On Saturday 24 June, we headed to Kings Place for an evening of electro-acoustic music and manipulated sound. A thrilling programme of music traversed the boundary between sound and music, from established but innovative examples of tape music to world premieres of pieces utilising modern-day compositional devices, like artificial intelligence and electronics.
Artificial Intelligence in Music
The evening was in three parts, oprening with a pre-concert event led by Eduardo Reck Miranda's innovative work with quantum computers and artificial intelligence. His new work, Qubism, uses live interaction with quantum hardware via the web. Instead of programming AI to reproduce conventional styles of music, it uses a quantum computer to generate new materials with which he composed Qubism.
Main concert
After the pre-concert event, we headed to Hall One for our fascinating main concert.
Kaija Saariaho NoaNoa
Karen Jones (flute) performed Kaija Saariaho's beautiful NoaNoa in tribute to the sad recent death of the composer.
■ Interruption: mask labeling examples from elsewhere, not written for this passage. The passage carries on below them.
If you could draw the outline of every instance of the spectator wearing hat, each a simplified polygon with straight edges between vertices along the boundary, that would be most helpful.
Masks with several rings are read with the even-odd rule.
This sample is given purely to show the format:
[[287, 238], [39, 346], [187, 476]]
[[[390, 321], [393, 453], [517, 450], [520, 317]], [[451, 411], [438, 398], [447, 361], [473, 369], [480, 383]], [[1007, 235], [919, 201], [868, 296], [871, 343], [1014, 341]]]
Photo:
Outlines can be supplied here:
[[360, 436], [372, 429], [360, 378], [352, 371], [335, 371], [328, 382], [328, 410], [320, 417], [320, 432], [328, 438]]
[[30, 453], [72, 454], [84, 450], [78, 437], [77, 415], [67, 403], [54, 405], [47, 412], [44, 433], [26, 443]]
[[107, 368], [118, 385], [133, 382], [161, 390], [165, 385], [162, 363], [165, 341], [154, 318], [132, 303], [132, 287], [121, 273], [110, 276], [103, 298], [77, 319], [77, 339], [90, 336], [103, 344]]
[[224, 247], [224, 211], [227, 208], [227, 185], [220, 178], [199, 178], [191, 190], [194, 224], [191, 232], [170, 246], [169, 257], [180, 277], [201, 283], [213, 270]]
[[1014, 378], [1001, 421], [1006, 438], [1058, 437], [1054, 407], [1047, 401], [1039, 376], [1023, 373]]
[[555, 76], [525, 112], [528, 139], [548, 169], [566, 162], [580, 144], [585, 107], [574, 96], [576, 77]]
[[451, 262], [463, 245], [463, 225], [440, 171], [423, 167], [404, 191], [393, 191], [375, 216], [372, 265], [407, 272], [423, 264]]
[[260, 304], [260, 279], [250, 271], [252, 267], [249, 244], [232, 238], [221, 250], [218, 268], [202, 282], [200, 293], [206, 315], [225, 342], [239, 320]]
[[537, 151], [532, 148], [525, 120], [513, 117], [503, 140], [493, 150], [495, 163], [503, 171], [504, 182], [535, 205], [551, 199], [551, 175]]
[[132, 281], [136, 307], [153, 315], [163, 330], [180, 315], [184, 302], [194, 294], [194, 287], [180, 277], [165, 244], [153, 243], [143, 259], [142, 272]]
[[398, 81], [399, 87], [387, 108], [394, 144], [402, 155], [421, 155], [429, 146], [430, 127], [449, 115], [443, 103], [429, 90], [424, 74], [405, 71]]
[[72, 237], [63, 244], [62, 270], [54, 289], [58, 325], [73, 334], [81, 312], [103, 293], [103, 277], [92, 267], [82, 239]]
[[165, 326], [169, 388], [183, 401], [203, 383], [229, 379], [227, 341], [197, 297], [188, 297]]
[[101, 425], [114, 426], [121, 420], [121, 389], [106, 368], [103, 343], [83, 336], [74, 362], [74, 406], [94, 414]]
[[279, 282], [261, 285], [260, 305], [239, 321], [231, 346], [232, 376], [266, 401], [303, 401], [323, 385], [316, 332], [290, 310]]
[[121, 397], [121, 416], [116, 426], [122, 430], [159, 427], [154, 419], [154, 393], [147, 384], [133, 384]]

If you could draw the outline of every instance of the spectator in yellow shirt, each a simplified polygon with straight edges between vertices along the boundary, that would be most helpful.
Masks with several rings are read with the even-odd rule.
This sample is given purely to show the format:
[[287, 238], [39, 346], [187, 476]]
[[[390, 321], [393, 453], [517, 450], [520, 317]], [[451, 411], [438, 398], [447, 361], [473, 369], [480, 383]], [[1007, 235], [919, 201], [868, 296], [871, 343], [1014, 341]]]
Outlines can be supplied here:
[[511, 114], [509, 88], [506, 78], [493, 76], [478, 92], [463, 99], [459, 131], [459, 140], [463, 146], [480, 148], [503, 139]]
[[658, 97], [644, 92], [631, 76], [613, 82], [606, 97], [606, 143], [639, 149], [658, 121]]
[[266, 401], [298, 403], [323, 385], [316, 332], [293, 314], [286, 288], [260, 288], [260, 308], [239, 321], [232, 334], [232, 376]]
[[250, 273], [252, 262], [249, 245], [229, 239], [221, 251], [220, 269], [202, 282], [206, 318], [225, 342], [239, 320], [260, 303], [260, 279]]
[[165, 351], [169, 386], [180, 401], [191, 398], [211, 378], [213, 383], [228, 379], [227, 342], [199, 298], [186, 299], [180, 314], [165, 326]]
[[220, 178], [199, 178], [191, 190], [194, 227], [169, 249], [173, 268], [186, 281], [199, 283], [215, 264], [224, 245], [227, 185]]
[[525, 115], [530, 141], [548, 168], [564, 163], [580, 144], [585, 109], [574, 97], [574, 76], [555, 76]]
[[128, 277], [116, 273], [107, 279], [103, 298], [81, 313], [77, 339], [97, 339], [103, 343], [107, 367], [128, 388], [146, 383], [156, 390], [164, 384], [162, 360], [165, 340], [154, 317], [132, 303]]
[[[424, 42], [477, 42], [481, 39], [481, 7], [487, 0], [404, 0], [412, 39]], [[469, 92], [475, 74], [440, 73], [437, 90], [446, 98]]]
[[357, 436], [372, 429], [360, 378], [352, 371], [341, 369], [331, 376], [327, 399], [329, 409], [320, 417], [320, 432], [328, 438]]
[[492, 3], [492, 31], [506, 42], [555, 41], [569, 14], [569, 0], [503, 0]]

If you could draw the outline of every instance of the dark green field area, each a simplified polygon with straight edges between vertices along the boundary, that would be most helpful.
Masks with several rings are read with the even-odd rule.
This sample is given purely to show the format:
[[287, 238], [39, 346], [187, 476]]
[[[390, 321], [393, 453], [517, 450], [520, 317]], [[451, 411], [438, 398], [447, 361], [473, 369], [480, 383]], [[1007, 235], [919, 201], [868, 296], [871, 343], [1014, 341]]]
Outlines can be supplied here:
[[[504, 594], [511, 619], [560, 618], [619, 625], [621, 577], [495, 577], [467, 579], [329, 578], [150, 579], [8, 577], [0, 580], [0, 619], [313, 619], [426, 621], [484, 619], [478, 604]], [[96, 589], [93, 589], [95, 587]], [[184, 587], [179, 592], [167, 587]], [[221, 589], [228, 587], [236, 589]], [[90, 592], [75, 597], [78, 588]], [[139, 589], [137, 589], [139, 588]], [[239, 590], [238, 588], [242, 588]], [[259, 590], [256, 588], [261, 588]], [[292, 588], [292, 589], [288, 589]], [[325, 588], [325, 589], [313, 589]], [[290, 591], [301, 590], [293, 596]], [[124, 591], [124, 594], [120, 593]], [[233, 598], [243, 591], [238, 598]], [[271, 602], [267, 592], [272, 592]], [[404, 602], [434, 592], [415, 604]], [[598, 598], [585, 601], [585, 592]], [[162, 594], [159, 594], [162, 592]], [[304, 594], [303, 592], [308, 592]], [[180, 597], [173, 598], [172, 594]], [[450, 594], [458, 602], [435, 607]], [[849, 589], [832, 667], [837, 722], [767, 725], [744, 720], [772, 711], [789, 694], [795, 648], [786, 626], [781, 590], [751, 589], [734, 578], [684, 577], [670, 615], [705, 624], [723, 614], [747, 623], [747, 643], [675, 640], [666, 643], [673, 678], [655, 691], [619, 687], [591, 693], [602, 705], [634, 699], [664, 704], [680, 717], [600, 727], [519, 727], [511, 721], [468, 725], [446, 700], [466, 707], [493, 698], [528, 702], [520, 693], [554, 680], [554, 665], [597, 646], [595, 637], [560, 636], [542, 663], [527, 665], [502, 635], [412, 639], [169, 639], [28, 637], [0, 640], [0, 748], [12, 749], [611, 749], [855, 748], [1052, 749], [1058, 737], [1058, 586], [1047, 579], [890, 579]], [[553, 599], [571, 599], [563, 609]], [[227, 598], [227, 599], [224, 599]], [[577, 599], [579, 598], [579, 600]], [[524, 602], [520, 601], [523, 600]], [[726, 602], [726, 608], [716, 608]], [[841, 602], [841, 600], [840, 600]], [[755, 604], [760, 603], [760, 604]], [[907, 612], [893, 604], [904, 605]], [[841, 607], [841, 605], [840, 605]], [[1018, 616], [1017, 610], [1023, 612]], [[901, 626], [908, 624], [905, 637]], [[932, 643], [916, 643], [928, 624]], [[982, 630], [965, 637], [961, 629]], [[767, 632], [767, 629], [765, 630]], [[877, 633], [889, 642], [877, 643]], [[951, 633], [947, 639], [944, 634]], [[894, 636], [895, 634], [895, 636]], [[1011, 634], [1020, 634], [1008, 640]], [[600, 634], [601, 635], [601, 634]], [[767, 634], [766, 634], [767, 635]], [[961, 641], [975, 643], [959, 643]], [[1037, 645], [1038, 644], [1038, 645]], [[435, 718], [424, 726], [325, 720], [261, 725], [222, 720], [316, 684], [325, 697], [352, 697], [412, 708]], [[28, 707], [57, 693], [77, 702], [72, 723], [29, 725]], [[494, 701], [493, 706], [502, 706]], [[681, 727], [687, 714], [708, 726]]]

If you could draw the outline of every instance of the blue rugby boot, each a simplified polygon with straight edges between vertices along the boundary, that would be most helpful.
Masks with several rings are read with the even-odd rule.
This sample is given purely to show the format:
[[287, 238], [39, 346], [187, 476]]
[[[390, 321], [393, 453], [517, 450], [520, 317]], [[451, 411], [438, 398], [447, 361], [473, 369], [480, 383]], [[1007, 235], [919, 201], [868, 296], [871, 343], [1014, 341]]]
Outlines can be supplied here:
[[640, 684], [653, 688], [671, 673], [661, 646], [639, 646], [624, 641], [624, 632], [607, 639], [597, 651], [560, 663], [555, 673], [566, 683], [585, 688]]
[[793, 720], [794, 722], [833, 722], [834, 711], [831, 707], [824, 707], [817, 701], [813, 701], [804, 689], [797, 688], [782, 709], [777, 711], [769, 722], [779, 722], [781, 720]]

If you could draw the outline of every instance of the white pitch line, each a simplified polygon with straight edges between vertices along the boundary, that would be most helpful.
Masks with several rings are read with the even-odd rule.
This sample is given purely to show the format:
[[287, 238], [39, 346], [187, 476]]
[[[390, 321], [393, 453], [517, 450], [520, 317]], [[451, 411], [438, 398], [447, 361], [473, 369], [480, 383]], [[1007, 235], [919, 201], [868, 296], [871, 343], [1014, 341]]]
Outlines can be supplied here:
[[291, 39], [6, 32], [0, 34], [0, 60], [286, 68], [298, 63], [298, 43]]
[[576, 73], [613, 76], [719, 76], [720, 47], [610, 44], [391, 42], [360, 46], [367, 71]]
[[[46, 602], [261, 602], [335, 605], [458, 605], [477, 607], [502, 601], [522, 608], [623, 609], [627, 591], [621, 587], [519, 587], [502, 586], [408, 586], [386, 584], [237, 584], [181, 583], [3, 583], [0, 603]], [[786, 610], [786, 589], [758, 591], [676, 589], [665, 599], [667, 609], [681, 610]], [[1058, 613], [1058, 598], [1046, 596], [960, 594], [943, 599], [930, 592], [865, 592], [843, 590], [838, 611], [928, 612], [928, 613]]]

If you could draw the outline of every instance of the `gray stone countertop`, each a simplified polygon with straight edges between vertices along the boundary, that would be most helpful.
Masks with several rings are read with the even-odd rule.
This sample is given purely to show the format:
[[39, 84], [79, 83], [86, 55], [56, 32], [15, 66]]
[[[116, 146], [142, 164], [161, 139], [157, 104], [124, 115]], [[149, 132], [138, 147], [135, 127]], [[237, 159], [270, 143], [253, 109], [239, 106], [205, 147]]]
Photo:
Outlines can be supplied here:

The title refers to a woodcut by Paul Gauguin called NoaNoa. It also refers to a travel diary of the same name, written by Gauguin during his visit to Tahiti in 1891-93.
So moving to be reminded of the subtlety with which #Saariaho entered other dimensions, what an astonishing imagination #noanoa @Ldn_Sinfonietta @KingsPlace https://t.co/iqDulwNgYn
— @Helenrichenda (@HelenRichenda) June 24, 2023
Dai Fujikura K’s Ocean
K's Ocean was developed for the London Sinfonietta as part of Dai Fujikura's participation on one of our new-work programmes.
Ailís Ní Ríain's new piece doomed, done for, damned, and still was the second world premiere of the evening, which contemplated the theme of climate change. The title is inspired by Evening, a poetical commentary on the climate crisis by the American poet Dorianne Laux.
‘We know we are doomed,
done for, damned, and still
the light reaches us, falls
on our shoulders even now.’
from Evening by Dorianne Laux
We closed our main concert with a moving performance of Christian Mason's I wandered for a while a short piece for piccolo soloist, accompanied by bells, cello, piano and electronics.
Late-night tapes
Jonathan Green on sound projection concluded the evening with a performance of two 20th-century electronic icons: Stockhausen’s Gesang der Jünglinge, arguably the first real masterpiece of electronic music, and Varèse’s Poème électronique, scattered with sounds not usually considered ‘musical’ to create a sense of liberation between sounds.
This concert was the culmination of our third series of Couch to Concert. For Series 3 of Couch to Concert we welcomed Jamz Supernova (DJ BBC 6Music,1Xtra) as our new host. Jamz and an exciting line-up of guests tackled all things electronic music & manipulated sound.